My time at the IIAS was highly fruitful, opening for me a number of new perspectives not only on the issue of the origins of the Malagasy, but more generally on historical relations between Africa and Asia, focussing on a vibrant trans-oceanic exchange, from at least the BCE/CE changeover, that included humans, commodities, plants, animals, ideas, technologies and, inevitably, diseases. I also became aware of the historical significance of the Asian monsoon system and associated climatic factors. Indeed, my time at the IIAS laid the basis for my subsequent research agenda and my academic career. I moved from WITS to the University of Avignon, France, where I organised a series of conferences comparing and contrasting the Atlantic and New World systems of slavery and the slave trade with those of what I termed the “Indian Ocean World” (IOW) – a macro region running from East Africa to China. These conferences, inspired by my experience at the IIAS, resulted in a series of publications that had a fundamental influence on slavery studies.3
My research, publishing and teaching in IOW studies, including my IIAS fellowship, was fundamental to me being offered a Canada Research Chair Tier 1 at McGill University where I founded and direct the Indian Ocean World Centre (IOWC), an official McGill research centre. It has also formed the basis for successful applications for back-to-back Canadian Social Sciences and Humanities Research Council (SSHRC) research awards, each worth $2.5 million over 7 years. These resulted in vibrant international research collaborations investigating the economic and environmental history of the IOW in which IIAS contacts have proved central.4
At McGill, I have considerably advanced frontiers of research that were first opened up to me at the IIAS. There, I continued to produce innovative work on IOW bondage that fundamentally challenges the dominant view based on the Atlantic world. This has focussed on two main areas. The first is slavery studies, in which I have continued to forge innovative perspectives on IOW bondage, in research, teaching and publications, that fundamentally challenges the dominant view based on the Atlantic world.5 The second focus is environmental history. This had resulted in pioneer studies underscoring the idea that human-environmental interaction, rather than human action alone, forms the chief catalyst of historical change in the IOW.6 This has manifest implications for the history of other major world regions and, most acutely in the context of global warming, for climate risk policy. Indeed, this forms the rationale for a new application for a large international and multidisciplinary SSHRC grant on past-to-present patterns of environmental change affecting low-lying regions of the IOW since 1600, and their implications for climate risk policy.

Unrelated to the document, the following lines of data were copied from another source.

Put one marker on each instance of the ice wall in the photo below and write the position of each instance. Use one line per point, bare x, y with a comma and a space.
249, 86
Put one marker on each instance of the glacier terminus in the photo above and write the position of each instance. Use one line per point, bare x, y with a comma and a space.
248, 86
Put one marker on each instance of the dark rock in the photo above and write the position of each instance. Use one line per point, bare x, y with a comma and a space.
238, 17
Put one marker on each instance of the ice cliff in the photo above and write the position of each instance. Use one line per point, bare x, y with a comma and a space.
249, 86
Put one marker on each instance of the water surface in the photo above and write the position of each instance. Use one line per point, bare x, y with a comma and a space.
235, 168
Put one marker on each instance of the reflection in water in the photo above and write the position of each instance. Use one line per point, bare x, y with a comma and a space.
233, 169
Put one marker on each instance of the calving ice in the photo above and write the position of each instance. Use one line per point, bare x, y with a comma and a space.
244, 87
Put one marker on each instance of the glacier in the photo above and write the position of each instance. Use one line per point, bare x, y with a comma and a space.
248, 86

I am pleased to add to this testimonial a recent initiative that further strengthens my connection with IIAS: I have invited IIAS to participate as one of the key partners in the development of a major research proposal titled "Tipping Points: Environmental Crises in Coastal Zones of the Indian Ocean World, 1600 to the Present," initiated and led by the Indian Ocean World Centre (IOWC), at McGill University.

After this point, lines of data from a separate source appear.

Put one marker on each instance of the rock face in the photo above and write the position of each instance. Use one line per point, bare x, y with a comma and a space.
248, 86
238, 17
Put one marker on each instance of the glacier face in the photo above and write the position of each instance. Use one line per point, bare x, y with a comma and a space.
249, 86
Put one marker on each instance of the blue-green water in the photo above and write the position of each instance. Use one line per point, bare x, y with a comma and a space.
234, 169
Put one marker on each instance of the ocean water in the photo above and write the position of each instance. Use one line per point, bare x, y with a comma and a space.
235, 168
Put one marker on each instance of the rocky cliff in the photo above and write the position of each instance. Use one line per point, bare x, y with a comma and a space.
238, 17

In all, my experience at the IIAS has had a fundamental impact upon my research agenda. The IIAS is a truly humanist research institution that through its multi-disciplinary umbrella, and a rare vision, encourages scholars not only to further explore established avenues of research, but also to test conventional spatial, temporal and thematic paradigms emanating from Eurocentric, often Western colonial, standpoints. This vision significantly impacts the influence that its alumni has on current political, economic and environmental issues of vital importance to the future of the planet.